Even more puzzling than its name is Radio Tikrit's evolving message. When it started up, the station railed against the U.S. and Britain as "ravens of evil," mimicked news reports on Iraqi media and featured a talk titled "Before It's Too Late" that urged Iraqis to prepare to battle America.
Gradually, though, antagonism toward Washington softened and praise of the Baghdad regime soured into criticism.
By last week, the station had completed a 180-degree turn. It denounced the Iraqi leader as a "tyrant" and lambasted his family, according to BBC Monitoring, a service that transcribes, translates and analyzes foreign broadcasts. The "Before It's Too Late" slot featured a letter from an "honorable officer of the Republican Guard" urging fellow officers to abandon the Iraqi dictator: "You would be fools not to realize the extent of popular wrath that awaits you if you do not leave this gang and flee."
This bizarre about-face, say radio aficionados, suggests that the station belongs to an exotic category of psychological operations known as "black clandestines."
Unlike the U.S. military's Radio Information broadcasts into Iraq, which make no secret of their affiliations and include recordings of Pentagon briefings, covert "black" stations try, for a time at least, to imitate features of enemy broadcasts. By shifting direction later, they hope to unsettle the enemy and even create the impression that former loyalists have changed sides.
It's unclear whether Radio Tikrit's flip-flops have had any impact inside Iraq. But they have flummoxed even professional radio experts listening from outside.
Four days after Mr. Fransson first detected Radio Tikrit's signal, BBC Monitoring issued a brief report describing "what appears to be a new Iraqi opposition radio station." Three days later, it declared Radio Tikrit "pro-government." After a two-week silence, it pronounced the station anti-Hussein. BBC Monitoring is an arm of BBC World Service, which is funded by the British Foreign Office.

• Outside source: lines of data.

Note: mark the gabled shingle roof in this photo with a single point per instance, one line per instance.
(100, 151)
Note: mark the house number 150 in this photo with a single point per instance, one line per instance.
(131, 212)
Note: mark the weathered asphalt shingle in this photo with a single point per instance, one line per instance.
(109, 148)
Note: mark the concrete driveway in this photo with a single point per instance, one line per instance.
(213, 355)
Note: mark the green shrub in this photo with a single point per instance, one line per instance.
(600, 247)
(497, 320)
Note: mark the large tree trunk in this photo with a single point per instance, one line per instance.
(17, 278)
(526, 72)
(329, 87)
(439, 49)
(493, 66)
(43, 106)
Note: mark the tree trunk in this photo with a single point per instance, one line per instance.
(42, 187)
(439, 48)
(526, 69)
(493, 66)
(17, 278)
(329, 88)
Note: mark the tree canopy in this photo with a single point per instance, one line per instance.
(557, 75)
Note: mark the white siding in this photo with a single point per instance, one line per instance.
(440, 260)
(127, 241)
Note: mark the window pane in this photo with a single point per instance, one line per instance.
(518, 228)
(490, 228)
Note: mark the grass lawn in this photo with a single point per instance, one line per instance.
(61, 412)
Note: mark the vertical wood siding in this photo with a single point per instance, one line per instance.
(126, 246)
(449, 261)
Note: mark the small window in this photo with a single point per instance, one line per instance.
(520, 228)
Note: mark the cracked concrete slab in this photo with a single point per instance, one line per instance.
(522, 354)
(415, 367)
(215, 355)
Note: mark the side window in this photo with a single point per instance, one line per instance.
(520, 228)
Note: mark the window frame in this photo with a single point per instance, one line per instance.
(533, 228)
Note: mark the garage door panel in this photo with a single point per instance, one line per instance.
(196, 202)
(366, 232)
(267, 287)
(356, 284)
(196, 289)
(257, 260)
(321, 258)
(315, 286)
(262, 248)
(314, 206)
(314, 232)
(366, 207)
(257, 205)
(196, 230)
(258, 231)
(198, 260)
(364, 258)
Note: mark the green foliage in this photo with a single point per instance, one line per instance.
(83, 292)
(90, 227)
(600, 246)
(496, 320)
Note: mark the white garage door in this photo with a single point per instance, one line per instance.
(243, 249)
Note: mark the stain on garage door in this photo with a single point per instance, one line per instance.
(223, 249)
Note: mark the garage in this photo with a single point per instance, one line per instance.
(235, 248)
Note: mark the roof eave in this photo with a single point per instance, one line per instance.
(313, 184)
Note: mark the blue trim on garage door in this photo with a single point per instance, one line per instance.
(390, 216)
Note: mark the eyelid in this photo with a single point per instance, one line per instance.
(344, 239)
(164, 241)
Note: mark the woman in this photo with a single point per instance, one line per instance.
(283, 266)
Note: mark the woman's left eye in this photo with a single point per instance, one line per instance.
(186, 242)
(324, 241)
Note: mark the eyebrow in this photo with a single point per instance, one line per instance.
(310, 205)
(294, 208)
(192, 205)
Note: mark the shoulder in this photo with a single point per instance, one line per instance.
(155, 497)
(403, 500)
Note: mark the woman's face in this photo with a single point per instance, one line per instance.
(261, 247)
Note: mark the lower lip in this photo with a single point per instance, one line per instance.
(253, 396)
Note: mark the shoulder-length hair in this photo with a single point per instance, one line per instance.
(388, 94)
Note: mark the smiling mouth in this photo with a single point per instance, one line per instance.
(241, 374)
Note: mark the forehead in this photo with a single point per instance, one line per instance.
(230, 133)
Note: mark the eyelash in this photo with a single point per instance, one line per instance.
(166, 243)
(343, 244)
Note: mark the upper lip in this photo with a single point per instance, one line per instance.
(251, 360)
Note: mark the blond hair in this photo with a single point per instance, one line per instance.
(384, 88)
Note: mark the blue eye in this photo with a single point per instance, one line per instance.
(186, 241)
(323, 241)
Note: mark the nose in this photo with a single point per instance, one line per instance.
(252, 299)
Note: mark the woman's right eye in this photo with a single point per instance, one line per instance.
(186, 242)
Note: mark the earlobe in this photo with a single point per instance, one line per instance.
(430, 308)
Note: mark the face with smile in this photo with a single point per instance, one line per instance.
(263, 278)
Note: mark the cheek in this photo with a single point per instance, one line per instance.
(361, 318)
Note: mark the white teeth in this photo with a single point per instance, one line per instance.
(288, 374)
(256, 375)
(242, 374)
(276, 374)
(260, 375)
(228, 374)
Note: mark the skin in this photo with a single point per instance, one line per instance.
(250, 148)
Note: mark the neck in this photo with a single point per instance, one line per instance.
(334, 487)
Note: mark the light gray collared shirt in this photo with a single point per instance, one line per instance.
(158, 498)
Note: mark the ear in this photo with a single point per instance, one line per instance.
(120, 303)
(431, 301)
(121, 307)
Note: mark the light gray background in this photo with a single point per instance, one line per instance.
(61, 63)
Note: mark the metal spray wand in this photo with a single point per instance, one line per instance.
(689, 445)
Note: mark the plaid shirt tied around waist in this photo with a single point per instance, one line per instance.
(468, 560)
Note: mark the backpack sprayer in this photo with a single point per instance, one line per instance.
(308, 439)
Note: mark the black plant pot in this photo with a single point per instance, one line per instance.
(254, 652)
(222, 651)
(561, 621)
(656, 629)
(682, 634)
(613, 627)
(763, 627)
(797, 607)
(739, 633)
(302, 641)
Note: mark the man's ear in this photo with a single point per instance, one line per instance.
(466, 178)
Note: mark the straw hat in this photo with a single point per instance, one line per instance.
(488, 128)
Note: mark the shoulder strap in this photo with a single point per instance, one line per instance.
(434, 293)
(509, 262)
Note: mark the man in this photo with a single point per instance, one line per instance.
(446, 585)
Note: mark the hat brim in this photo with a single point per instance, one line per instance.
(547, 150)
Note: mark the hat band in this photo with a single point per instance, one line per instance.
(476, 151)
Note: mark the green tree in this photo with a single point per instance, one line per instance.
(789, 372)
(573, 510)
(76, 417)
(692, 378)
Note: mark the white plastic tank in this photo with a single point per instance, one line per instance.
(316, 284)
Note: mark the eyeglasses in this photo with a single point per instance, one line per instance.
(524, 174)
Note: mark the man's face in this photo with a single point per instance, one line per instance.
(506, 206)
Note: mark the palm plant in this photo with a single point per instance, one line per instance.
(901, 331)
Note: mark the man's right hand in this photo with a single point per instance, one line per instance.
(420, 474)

Amateur radio buffs jumped on BBC Monitoring's zigzags and period of silence as evidence of interference by the CIA, which funds FBIS, an American monitoring service. FBIS collaborates with the BBC's service and provides most of its translations of Iraqi broadcasts. "It's very fishy," says Mr. Grace, the Washington-based clandestine radio hunter. A spokesman for BBC Monitoring says it "definitely wasn't leaned on."
Mr. Fransson, meanwhile, has returned to his closet to stalk new signals, but he hasn't caught anything interesting. The Radio Tikrit mystery just gets "bigger and better" and has been fun, he says. He thinks the station is "connected to America in one way or another" but he doesn't know to whom exactly.
For a hard-core DX-er, this is a big problem: He can't write to ask for an acknowledgement card to add to his collection. He sent an e-mail message to an Iraqi opposition radio station in London in the hope that it might lead him to Radio Tikrit. He isn't holding his breath.
"I'm basically a collector," Mr. Fransson says. "I like making contact with different people, but I don't know who these people really are."